The vibe: Contemporary private safari villas overlooking the wide plains of the Kalahari
Location: Tswalu Kalahari Reserve, Northern Cape, South Africa | View on Google Maps
Book now: Website
The AFAR take
Tswalu Kalahari is South Africa’s largest privately protected conservation area, and this year it welcomed Loapi Tented Camp, six private villas that offer a contemporary contrast to the more traditional aesthetic of the reserve’s main lodge, the Motse. Each villa is envisioned as a stand-alone “camp” and comes standard with a private safari vehicle, guide, and tracker.
Loapi is all about ensuring a highly personalized experience, making it ideal for families and multi-generational groups looking to shape their own safari escape.

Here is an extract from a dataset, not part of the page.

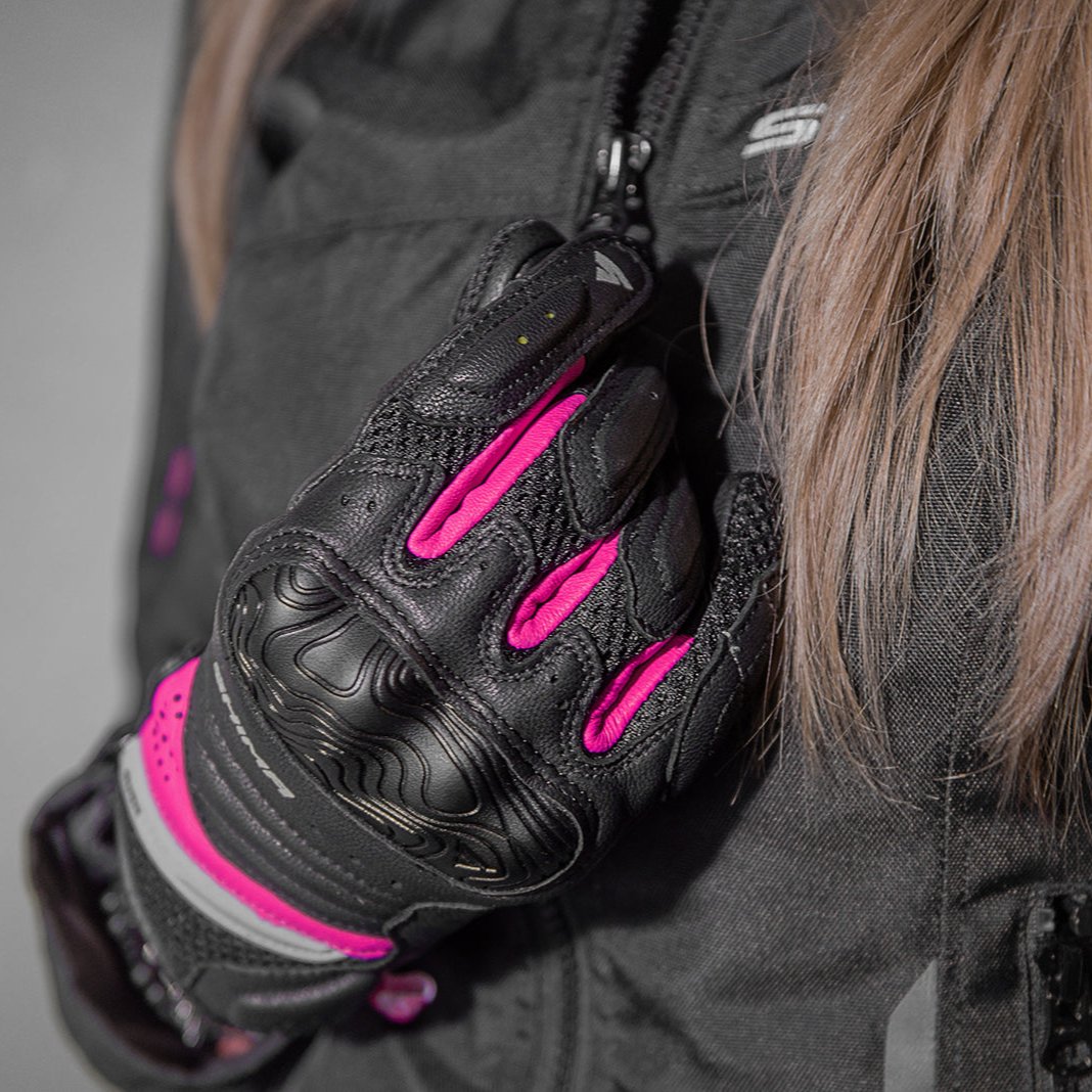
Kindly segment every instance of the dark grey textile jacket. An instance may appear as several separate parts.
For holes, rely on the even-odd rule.
[[[719,436],[716,384],[734,387],[780,225],[790,183],[772,187],[772,166],[791,178],[821,112],[800,74],[820,32],[806,0],[680,8],[634,81],[664,285],[643,335],[662,348],[708,501],[729,464],[755,458],[745,425]],[[142,673],[205,639],[238,544],[447,331],[492,233],[525,216],[563,230],[584,219],[631,9],[364,3],[257,88],[227,282],[204,336],[169,252]],[[698,335],[707,283],[716,384]],[[145,1089],[1092,1088],[1041,1065],[1060,1010],[1036,962],[1065,933],[1056,895],[1092,882],[1092,854],[999,810],[980,772],[996,685],[984,567],[1004,498],[976,458],[973,361],[999,351],[988,325],[969,335],[945,392],[921,609],[889,682],[891,799],[836,761],[809,771],[786,732],[760,776],[710,769],[559,901],[495,913],[431,951],[422,966],[439,994],[416,1022],[346,1013],[252,1073],[141,1056],[95,1014],[122,1002],[94,997],[51,926],[61,1005],[95,1063]],[[1077,995],[1081,951],[1078,939],[1064,952]]]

Each villa also includes a private chef and butler, allowing you to set the pace and focus of meals each day. Lazy breakfasts? Locally inspired sundowner snacks? All you have to do is ask. Vacations are precious, and at Loapi you get to call the shots.
Decor is textured and contemporary, imbued with a sense of African authenticity, and the villas are perfectly positioned to make the most of boundless Kalahari vistas. At Tswalu, the landscape is always the star, and at Loapi—“the space below the clouds” in the local Setswana language—you’ll have a front-row seat.
Who’s it for?
Safari fans in search of a compelling wilderness experience that makes a positive impact and the opportunity to reconnect in perfect privacy.
Loapi is in the eastern reaches of Tswalu Kalahari, which conserves 281,000 acres—that’s larger than all five boroughs of New York City, combined—of the semi-arid Kalahari region in the north of South Africa. Given its remote location—a 700-mile drive from Cape Town—most guests fly in on scheduled charter services from Cape Town (two hours) or Johannesburg (90 minutes).
Loapi is all about ensuring a highly personalized experience, making it ideal for families and multi-generational groups.
Loapi offers six villas, all set well apart to ensure a welcome sense of seclusion. There are four one-bedroom villas (3,200 square feet) and a pair of two-bedroom villas (4,600 square feet).
Pitched on the slopes of the Korannaberg Mountains, each Loapi “home,” as they’re referred to, is a striking platform of steel and canvas, with accents of wood, leather, and woven grasses bringing in a softer, more textured, safari aesthetic. Each offers an open-plan lounge and dining area with an adjoining kitchen, and the wood-burning fireplace is a gift on cold Kalahari nights.
The sitting room leads onto a private sun deck with a plunge pool, the zinc accents a subtle nod to the area’s iconic farm reservoirs. A firepit with views of the reserve offers a memorable option for starry-eyed nightcaps.
Bedrooms are spacious, swathed in linen mosquito nets (don’t worry, Tswalu is malaria-free) with a private bedroom terrace and outdoor shower to complement the dressing room and bathroom.
A lovely touch is the Conservation Room at each villa, where information boards and maps highlight recent sightings and the ongoing conservation work at Tswalu.
The food and drink
Each villa includes a private chef and homathi (butler). When it comes to dining, it’s as simple as starting a conversation with the chef, with anything from a multi-course tasting menu to relaxed evening barbecue—South Africans call it a braai—on offer. Kids will love the interactive pizza-making session on the deck.
With a few exceptions, rates at Loapi are all-inclusive, and each villa includes an adventurous wine list of iconic and new wave South African estates.
Staff and service
Tswalu service is unfailingly warm and hospitable, and the safari guides are among the best in the business. Some might find the hovering presence of a private chef and butler unsettling, especially in the smaller one-bedroom villas, but don’t be shy to ask for a DND (Do Not Disturb) when you need a little privacy.
Entrance steps, open boardwalks, and uneven surfaces make Loapi challenging for travelers with limited mobility, who will find suites at the Motse more accessible.
Going above and beyond
A stay at Loapi includes dinner at Tswalu’s remarkable Restaurant Klein Jan. Hosted in a 100-year-old farmhouse (and its more modern extensions, but let’s not spoil the surprise!), this unique dining experience is the work of South African–born chef Jan Hendrik van der Westhuizen, who earned a Michelin star for his restaurant in Nice. His passions for traditional South African cuisine and hyper-local produce, much of it foraged on the reserve, combine beautifully in this world-class culinary adventure.